Re: Rcte tree models with many-to-many associations are slow

Jeremy Evans Tue, 03 Dec 2013 17:41:21 -0800

On Tuesday, December 3, 2013 3:07:35 PM UTC-8, Nels Nelson wrote:

> On Tuesday, December 3, 2013 2:38:35 PM UTC-6, Jeremy Evans wrote:
>>
>> On Mon, Dec 2, 2013 at 9:00 PM, Nels Nelson wrote:
>>
>>> Thank you!  I completely failed to find that in the docs.  I'm sure it's 
>>> there, and I just missed it.  It is exactly ideal, and it works perfectly.
>>>
>>
>> Great!
>>
>
> Oops, I spoke too soon.  So, the after_load method applies exclusively to 
> the artist node's albums association after the album association loads, and 
> is defined with a proc on the association definition.  What I really need 
> is something that runs after the artist node loads, and then iterates over 
> the album association members for that node.  Removing the 
> after_initialize method and instead trying to use the after_load method 
> on the album association resulted only in my custom code not getting 
> invoked at all, resulting in the perceived performance improvement.
>


What's your reason you need this to be in after_initalize, instead of 
called lazily when the association is loaded?  Note that if you are eager 
loading the association with the object, after_load will operate as if it 
was called by after_initialize.  In other words:

  Bar.many_to_many :foos, :after_load=>proc{...}
  Bar.eager(:foos).all{ #foos after load proc alread called once for each 
bar}
  

class Artist < Sequel::Model
>   plugin :rcte_tree
>   plugin :caching, GloballyDefinedConcurrentHashMapInstance
>   plugin :tactical_eager_loading
>   many_to_many :albums,
>                :class => Album,
>                :join_table => :artists_to_albums,
>                :left_key => :artist_id,
>                :right_key => :album_id
>
>   def after_initialize
>     for influenced in self.children
>       for album in influenced.albums
>         something_special_with(album)
>       end
>     end
>   end
> end
>
> Many Artists, may be associated to many Albums.  Artists are nodes in a 
> tree.  Upon loading of an Artist node's children Artist nodes, I would like 
> each of the children Artist nodes to have included each of their respective 
> associated Albums so that they are available immediately, and without 
> additional SQL queries.
>

You probably want to add this after plugin: rcte_tree:

  one_to_many :children, :clone=>:children, :eager=>:albums
 
This makes sure that when you load the children association, the albums 
association for the children is eagerly loaded.

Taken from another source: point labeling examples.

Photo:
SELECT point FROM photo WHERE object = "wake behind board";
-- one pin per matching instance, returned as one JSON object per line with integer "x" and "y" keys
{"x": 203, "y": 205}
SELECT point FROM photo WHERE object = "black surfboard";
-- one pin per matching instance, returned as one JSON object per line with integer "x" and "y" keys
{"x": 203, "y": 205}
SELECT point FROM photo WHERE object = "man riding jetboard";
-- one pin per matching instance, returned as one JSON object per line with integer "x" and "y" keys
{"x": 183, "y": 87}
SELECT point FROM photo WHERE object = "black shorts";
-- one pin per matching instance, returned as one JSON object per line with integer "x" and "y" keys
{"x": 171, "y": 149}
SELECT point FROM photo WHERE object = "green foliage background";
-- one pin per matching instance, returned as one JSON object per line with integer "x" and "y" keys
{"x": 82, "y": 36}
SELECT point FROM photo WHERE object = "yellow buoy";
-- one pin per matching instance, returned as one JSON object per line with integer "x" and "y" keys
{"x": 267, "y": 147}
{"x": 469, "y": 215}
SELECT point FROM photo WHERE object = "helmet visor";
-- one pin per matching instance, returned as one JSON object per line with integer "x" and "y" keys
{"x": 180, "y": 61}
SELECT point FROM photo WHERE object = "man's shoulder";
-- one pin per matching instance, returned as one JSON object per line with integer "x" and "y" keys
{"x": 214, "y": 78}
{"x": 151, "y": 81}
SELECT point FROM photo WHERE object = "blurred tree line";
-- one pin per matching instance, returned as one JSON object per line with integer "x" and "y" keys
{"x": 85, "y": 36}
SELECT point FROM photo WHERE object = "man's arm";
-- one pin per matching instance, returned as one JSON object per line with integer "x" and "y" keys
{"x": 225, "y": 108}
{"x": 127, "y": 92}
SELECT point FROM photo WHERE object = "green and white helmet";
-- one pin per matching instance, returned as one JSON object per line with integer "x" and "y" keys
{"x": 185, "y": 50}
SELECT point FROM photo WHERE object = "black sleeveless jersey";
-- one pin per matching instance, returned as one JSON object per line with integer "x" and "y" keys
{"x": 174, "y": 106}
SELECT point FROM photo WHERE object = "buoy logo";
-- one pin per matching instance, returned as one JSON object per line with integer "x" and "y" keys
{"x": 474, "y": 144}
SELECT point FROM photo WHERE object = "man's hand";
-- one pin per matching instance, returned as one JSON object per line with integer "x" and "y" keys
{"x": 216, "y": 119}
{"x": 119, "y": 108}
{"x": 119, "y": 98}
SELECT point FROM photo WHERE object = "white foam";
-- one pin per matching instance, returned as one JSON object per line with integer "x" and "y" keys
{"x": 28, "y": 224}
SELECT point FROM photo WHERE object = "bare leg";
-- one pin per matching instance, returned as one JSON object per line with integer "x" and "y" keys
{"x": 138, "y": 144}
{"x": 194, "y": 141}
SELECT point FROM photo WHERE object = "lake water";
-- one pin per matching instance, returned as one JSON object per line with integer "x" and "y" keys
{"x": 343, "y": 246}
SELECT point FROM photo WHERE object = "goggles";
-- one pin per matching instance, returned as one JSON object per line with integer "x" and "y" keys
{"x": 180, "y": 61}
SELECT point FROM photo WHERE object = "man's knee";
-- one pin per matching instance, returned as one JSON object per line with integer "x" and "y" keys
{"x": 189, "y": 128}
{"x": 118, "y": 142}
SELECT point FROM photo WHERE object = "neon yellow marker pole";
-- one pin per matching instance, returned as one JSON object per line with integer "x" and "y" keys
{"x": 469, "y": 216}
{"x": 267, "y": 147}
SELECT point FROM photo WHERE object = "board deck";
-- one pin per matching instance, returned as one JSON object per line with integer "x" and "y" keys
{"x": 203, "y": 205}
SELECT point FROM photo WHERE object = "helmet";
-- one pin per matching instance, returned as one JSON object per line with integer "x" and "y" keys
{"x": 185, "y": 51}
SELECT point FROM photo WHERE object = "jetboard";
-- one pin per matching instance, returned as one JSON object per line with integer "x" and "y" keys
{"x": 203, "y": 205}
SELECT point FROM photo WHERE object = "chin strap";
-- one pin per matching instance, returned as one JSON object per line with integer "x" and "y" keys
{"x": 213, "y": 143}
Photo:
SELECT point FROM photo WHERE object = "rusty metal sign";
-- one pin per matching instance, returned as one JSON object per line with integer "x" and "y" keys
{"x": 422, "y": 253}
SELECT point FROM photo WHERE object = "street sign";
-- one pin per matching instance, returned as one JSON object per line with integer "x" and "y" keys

I still can't detect a reason that you would want to do this during 
after_initialize, unless something_special_with(album) mutates the 
receiver.  Is that the case?
 

>
> So when I do,
>
>   jimi = Artist.where(:name => 'Jimi Hendrix')
>   # Meanwhile, the after_initialize hook method is executed.
>
> (For the sake of this example, please ignore the fact that in the real 
> world, artists may of course have more than one influencer.)
>

I should probably also ignore that Model#where returns a dataset, not a 
model instance. :)  I'm assuming you want to add a .first at the end there. 
 Assuming that's the case, this should be three queries:

1) Retrieve the first artist with the name Jimi Hendrix
2) Retrieve the children of that artist
3) Retrieve the albums for those children
 

> It would be nice if at most only two queries were executed here.  Only one 
> query would be even better, but I can never keep straight whether or not 
> the children association can be loaded eagerly using rcte_tree -- let alone 
> loaded eagerly while also eagerly loaded with their respective albums 
> association members.  I'm pretty sure the answer is no.
>

Technically, you could do it in two queries if the children association 
uses :eager_graph=>:albums instead of :eager=>:albums (I think, I didn't 
test that).  I'm not sure it would perform better that way, though.
 

> Furthermore, it would be even nicer if after_initialize only ran one time 
> ever, or until the model instances were marked as modified, or until the 
> cached instances were explicitly cleared.  Unfortunately, the only instance 
> that winds up making it into the cache is the instance that gets assigned 
> to jimi.  And of course, none of jimi's albums make it into the cache 
> either.
>

The caching plugin only populates the cache when you do a primary key 
lookup, and only uses cache lookups by primary key, so based on the code 
you've shown, I wouldn't use it.  Roll your own caching:

  def after_initialize
    GloballyDefinedConcurrentHashMapInstance[pk] ||= children.each{|artist| 
artist.each(&method(:something_special_with))}
  end

So this doesn't cache the object, but caches the presumably expensive 
calculation. Good luck with cache invalidation :)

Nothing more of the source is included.